The Crystal Palace was a giant glass-and-iron exhibition hall in Hyde Park, London, that housed the Great Exhibition of 1851. The structure was taken down and rebuilt (1852–54) at Sydenham Hill. It is one of the most impressive structures built during the Victorian Era and continues to represent it in the eyes of many.

After the exhibition, the Palace was relocated to an open area of South London known as Penge Place which had been excised from Penge Common.

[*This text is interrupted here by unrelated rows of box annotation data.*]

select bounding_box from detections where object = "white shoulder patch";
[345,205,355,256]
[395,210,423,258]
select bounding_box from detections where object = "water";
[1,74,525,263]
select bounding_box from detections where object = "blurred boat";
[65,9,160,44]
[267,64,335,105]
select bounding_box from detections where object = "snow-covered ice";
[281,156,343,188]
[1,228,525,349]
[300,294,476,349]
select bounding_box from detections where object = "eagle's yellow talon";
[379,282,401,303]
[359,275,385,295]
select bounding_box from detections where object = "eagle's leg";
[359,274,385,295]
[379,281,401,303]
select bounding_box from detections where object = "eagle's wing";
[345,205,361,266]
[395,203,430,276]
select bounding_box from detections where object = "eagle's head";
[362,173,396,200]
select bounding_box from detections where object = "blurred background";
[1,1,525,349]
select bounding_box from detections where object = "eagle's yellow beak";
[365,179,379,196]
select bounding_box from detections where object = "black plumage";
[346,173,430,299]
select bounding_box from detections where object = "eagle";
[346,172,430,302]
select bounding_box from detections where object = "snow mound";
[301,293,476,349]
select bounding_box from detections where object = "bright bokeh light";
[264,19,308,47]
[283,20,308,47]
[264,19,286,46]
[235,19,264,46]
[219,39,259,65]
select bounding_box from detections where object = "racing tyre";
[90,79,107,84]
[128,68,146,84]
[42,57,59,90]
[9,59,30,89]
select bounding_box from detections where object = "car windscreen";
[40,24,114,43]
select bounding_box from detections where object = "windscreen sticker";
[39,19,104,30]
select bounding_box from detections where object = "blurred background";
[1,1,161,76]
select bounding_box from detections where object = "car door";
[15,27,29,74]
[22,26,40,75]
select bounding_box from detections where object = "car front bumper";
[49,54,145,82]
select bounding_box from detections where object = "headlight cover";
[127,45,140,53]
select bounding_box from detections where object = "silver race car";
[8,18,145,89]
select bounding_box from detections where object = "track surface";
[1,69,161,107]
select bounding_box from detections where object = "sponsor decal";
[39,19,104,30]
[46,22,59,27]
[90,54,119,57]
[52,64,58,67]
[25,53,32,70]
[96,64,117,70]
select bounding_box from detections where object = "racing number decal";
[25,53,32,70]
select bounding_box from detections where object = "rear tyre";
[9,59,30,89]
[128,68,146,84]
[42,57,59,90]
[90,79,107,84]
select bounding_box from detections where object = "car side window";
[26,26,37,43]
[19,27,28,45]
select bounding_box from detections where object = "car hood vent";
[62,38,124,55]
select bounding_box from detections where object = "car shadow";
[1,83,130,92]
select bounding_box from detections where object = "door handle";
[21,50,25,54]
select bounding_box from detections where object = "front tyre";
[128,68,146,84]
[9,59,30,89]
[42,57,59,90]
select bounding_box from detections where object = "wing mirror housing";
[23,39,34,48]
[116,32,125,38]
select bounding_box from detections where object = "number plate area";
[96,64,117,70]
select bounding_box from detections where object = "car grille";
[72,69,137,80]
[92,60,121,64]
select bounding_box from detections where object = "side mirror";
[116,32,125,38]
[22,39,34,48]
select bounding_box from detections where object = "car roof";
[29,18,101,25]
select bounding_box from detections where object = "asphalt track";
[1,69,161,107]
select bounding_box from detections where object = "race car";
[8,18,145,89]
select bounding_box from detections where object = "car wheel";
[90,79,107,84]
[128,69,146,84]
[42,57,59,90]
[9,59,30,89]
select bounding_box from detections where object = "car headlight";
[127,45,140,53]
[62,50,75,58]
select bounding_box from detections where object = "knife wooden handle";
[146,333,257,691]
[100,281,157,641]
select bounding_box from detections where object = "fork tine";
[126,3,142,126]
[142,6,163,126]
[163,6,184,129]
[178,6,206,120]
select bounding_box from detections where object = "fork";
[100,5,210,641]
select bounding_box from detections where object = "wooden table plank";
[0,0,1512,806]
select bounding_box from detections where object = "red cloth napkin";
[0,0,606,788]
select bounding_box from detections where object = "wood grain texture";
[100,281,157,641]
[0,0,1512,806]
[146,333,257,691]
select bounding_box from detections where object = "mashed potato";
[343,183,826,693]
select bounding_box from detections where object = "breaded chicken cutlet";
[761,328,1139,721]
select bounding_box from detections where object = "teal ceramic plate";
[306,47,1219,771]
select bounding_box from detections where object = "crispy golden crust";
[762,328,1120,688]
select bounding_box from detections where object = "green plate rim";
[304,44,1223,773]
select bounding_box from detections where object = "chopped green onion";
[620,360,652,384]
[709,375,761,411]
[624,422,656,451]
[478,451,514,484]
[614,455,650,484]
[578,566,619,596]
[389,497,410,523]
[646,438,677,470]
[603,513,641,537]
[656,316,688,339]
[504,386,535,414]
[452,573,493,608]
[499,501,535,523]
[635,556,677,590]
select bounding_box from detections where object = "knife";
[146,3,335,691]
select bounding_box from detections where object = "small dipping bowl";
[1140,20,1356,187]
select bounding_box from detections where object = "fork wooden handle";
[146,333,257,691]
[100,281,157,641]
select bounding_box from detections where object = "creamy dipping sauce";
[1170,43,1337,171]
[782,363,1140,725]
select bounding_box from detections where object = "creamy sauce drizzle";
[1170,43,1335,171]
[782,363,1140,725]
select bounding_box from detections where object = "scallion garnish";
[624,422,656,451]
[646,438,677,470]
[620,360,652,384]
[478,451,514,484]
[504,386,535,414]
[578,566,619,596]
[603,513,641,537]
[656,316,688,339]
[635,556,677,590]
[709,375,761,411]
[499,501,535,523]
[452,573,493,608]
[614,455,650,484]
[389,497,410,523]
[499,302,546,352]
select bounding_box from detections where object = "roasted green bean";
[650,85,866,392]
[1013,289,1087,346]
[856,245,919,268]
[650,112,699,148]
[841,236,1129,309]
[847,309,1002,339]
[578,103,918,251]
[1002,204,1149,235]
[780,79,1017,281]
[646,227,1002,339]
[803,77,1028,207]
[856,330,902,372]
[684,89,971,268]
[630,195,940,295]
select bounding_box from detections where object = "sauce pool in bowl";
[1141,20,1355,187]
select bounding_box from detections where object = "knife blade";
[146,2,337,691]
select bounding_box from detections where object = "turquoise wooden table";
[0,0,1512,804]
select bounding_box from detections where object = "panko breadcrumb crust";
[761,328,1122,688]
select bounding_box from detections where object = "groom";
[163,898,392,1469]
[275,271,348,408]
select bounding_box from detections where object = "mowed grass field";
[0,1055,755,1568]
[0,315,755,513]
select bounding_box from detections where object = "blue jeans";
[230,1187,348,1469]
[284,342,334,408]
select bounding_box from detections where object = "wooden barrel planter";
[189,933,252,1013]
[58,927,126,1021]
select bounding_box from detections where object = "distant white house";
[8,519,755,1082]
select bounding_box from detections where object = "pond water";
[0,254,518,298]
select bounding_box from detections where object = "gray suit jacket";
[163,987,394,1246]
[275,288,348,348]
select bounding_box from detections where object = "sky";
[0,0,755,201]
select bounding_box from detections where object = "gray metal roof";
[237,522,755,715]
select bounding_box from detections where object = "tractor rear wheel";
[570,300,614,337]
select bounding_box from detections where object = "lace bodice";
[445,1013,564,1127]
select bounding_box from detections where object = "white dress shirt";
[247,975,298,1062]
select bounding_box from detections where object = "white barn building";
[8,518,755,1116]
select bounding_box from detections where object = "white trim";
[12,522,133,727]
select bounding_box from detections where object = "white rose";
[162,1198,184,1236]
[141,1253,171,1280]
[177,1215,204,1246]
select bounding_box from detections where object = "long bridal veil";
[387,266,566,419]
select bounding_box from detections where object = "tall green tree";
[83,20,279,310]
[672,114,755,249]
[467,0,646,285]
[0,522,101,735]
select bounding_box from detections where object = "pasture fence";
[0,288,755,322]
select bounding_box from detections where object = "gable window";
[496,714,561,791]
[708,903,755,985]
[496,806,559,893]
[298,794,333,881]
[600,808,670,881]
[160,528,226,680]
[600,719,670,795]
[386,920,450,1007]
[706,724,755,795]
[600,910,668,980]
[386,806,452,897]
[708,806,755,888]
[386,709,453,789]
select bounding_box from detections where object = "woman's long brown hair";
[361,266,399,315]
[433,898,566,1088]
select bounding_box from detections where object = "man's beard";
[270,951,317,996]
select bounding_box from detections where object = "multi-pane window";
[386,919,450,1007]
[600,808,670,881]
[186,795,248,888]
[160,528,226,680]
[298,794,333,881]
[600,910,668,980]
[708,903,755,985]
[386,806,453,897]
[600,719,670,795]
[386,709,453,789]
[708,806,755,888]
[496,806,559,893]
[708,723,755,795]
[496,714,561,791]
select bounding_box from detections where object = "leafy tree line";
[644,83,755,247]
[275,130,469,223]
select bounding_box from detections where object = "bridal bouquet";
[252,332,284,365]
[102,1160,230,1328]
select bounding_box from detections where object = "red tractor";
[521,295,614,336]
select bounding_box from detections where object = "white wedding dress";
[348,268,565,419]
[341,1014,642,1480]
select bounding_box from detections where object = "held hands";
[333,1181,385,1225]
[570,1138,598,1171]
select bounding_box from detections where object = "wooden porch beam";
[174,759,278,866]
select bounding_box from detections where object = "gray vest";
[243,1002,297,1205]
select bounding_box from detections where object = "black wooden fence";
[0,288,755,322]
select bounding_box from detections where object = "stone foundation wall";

It was rebuilt at the top of Penge Peak next to Sydenham Hill, an affluent suburb of large villas. 

The geometry of the Crystal Palace was a classic example of the concept of form following manufacturer's limitations: the shape and size of the whole building was directly based around the size of the panes of glass made by the supplier, Chance Brothers of Smethwick. These were the largest available at the time, measuring 10 inches (25 cm) wide by 49 inches (120 cm) long.[17] Because the entire building was scaled around those dimensions, it meant that nearly the whole outer surface could be glazed using hundreds of thousands of identical panes, thereby drastically reducing both their production cost and the time needed to install them.

The original Hyde Park building was essentially a vast, flat-roofed rectangular hall. A huge open gallery ran along the main axis, with wings extending down either side. The main exhibition space was two stories high, with the upper floor stepped in from the boundary. Most of the building had a flat-profile roof, except for the central transept, which was covered by a 72-foot-wide (22 m) barrel-vaulted roof that stood 168 feet (51 m) high at the top of the arch. Both the flat-profile sections and the arched transept roof were constructed using the key element of Paxton's design: his patented ridge-and-furrow roofing system, which had first seen use at Chatsworth. The basic roofing unit, in essence, took the form of a long triangular prism, which made it both extremely light and very strong, and meant it could be built with the minimum amount of materials.